An Article by Mike Berens and Ken Armstrong, Seattle Times, discusses some of the problems with using methadone as a first-line treatment for pain:
When it comes to battling pain, Washington health officials have encouraged doctors to reach for methadone, a powerful and inexpensive prescription drug. For the past decade, the state has declared methadone to be as safe and effective as any other narcotic painkiller.
But in a striking reversal that has gained momentum this week, doctors are receiving stark warnings that methadone is riskier and more dangerous — a drug of last resort — because it’s unpredictable and poses a heightened risk of accidental death.
“It’s a dangerous drug because it accumulates in the body and people die in their sleep,” Dr. Jane Ballantyne, a pain specialist at the University of Washington, said Friday. “It’s very tricky and difficult to use safely.”

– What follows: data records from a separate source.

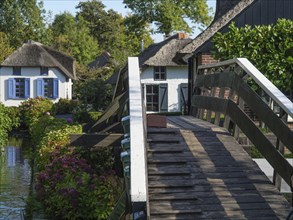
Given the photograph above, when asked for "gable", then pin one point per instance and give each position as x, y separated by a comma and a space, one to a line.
34, 54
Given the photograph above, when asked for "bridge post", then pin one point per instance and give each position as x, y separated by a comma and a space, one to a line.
138, 163
277, 179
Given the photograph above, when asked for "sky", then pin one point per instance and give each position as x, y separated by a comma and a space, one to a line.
59, 6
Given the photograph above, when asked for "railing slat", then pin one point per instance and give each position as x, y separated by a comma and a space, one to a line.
138, 178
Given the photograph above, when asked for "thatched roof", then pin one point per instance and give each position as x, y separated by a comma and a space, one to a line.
159, 54
163, 53
101, 60
227, 10
34, 54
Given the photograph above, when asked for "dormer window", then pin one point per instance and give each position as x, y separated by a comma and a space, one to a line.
159, 73
44, 71
16, 71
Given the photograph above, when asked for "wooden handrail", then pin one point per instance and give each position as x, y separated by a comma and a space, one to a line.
240, 92
138, 162
260, 79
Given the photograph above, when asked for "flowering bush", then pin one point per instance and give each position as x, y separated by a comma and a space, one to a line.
65, 106
6, 123
48, 133
69, 189
32, 109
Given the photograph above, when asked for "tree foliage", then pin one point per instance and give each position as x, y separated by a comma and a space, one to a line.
170, 15
22, 20
267, 47
109, 29
5, 47
71, 35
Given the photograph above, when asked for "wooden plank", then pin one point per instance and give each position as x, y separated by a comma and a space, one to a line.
173, 196
97, 140
226, 185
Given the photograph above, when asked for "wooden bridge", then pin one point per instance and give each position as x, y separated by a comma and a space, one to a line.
197, 170
191, 168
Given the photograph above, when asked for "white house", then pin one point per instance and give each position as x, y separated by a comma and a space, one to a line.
164, 80
36, 70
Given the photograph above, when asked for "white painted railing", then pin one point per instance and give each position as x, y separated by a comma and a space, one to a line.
260, 79
138, 161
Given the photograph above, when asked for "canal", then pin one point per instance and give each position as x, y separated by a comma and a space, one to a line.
15, 176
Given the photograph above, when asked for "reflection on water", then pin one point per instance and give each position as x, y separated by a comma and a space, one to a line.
15, 176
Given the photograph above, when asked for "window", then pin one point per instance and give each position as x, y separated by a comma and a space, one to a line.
157, 98
47, 87
44, 71
159, 73
18, 88
16, 71
152, 98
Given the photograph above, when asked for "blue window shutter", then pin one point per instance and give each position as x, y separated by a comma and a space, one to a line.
55, 88
11, 88
40, 87
163, 94
26, 87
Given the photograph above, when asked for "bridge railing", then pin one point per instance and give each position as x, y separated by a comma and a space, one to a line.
222, 94
138, 160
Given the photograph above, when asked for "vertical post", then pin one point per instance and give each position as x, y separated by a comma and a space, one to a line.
237, 129
277, 180
138, 169
218, 114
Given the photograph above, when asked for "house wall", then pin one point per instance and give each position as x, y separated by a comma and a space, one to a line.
174, 78
64, 88
207, 58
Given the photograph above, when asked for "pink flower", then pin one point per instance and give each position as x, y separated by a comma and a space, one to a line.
69, 120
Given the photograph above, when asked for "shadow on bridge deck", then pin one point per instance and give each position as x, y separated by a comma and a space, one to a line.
196, 170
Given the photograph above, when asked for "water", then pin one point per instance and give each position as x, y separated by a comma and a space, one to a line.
15, 175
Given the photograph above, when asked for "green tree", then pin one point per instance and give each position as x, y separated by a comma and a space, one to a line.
72, 36
269, 48
22, 20
5, 48
138, 33
114, 33
170, 15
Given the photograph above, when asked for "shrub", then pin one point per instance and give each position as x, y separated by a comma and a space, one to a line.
65, 106
86, 117
32, 109
14, 115
6, 124
70, 189
268, 47
48, 133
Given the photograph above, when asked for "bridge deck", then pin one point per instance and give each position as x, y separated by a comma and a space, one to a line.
196, 170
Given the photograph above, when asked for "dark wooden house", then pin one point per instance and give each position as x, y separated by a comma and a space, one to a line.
241, 12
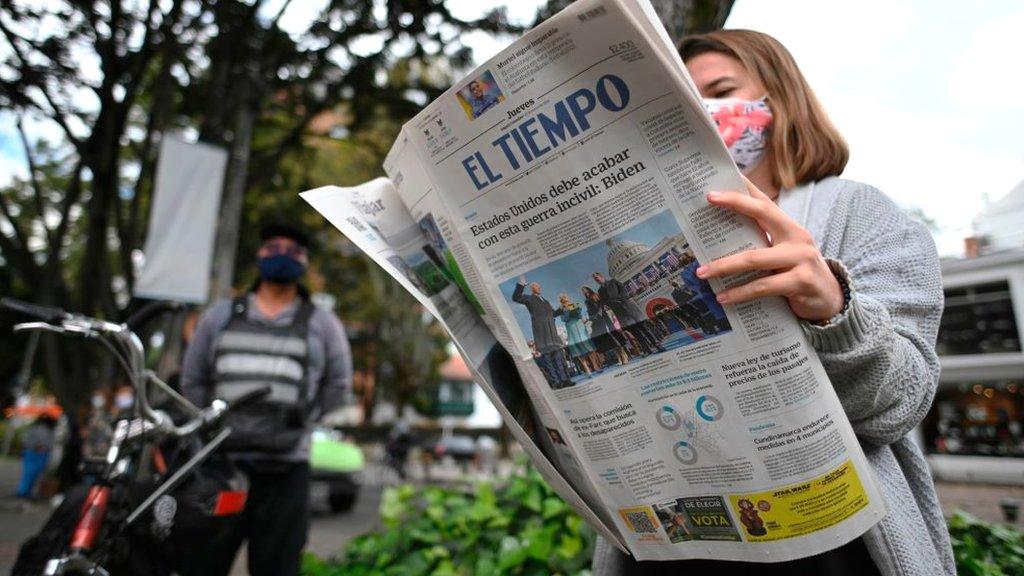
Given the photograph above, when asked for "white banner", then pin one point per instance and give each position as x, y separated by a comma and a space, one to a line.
182, 221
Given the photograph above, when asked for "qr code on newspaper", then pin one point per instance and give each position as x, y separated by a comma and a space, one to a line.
641, 520
591, 14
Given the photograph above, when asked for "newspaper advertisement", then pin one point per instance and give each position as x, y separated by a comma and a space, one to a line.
555, 206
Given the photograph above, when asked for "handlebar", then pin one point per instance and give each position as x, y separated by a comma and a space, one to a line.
40, 312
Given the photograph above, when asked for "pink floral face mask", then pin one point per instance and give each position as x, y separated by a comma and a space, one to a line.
743, 126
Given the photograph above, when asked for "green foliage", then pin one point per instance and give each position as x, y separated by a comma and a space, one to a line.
521, 528
985, 549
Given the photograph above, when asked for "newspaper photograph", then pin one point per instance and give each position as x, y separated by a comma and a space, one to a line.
550, 210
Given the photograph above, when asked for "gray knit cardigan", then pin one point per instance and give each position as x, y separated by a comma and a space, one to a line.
882, 362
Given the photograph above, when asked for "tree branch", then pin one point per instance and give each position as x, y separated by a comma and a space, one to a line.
37, 188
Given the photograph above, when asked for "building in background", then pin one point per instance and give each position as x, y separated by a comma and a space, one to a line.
975, 430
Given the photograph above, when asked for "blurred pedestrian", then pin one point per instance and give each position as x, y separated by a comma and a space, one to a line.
272, 337
37, 445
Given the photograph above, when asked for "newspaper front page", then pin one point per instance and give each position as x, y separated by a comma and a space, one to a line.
554, 207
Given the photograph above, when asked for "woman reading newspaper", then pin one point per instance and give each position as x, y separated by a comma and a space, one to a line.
861, 275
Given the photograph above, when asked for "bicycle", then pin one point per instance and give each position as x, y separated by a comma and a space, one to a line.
110, 510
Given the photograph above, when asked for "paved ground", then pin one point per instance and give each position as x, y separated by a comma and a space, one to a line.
330, 532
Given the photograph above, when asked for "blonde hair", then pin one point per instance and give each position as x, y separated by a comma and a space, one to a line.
805, 145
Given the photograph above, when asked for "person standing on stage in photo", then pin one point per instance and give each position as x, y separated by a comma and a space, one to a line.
580, 346
271, 336
861, 276
549, 343
613, 293
602, 329
691, 310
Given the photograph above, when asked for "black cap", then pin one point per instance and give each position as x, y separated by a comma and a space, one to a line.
284, 231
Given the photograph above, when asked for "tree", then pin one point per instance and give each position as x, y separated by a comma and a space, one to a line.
679, 16
113, 77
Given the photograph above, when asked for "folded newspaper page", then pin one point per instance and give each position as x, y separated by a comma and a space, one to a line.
550, 211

Ballantyne and the university are helping spearhead a series of state-sponsored training programs to educate physicians, pharmacists and advanced nurse practitioners about the risks of pain drugs.
Earlier this week, while delivering a continuing medical education course for dozens of physicians and other medical professionals at the university, Ballantyne presented a slideshow in which she cautioned that methadone “should be considered a last option opioid, never a first line opioid.”
The state’s effort is a response to a Seattle Times series, “Methadone and the Politics of Pain.” The investigation, published in December, detailed that at least 2,173 people in Washington have died from accidental overdoses of the drug since 2003.
The Times found that year after year, a committee of state-appointed medical experts sanctioned methadone, empowering the state to designate it a “preferred drug” and steer people with state-subsidized health care — most notably, Medicaid patients — to the drug in order to save money.
The state has included only two drugs, methadone and morphine, on its preferred list of long-acting pain drugs.
During the committee’s meetings, officials from state agencies that have a financial stake in methadone’s selection consistently deflected concerns about the drug.
Methadone’s death toll has hit the hardest among low-income patients. Medicaid recipients account for about 8 percent of Washington’s adult population but 48 percent of methadone fatalities.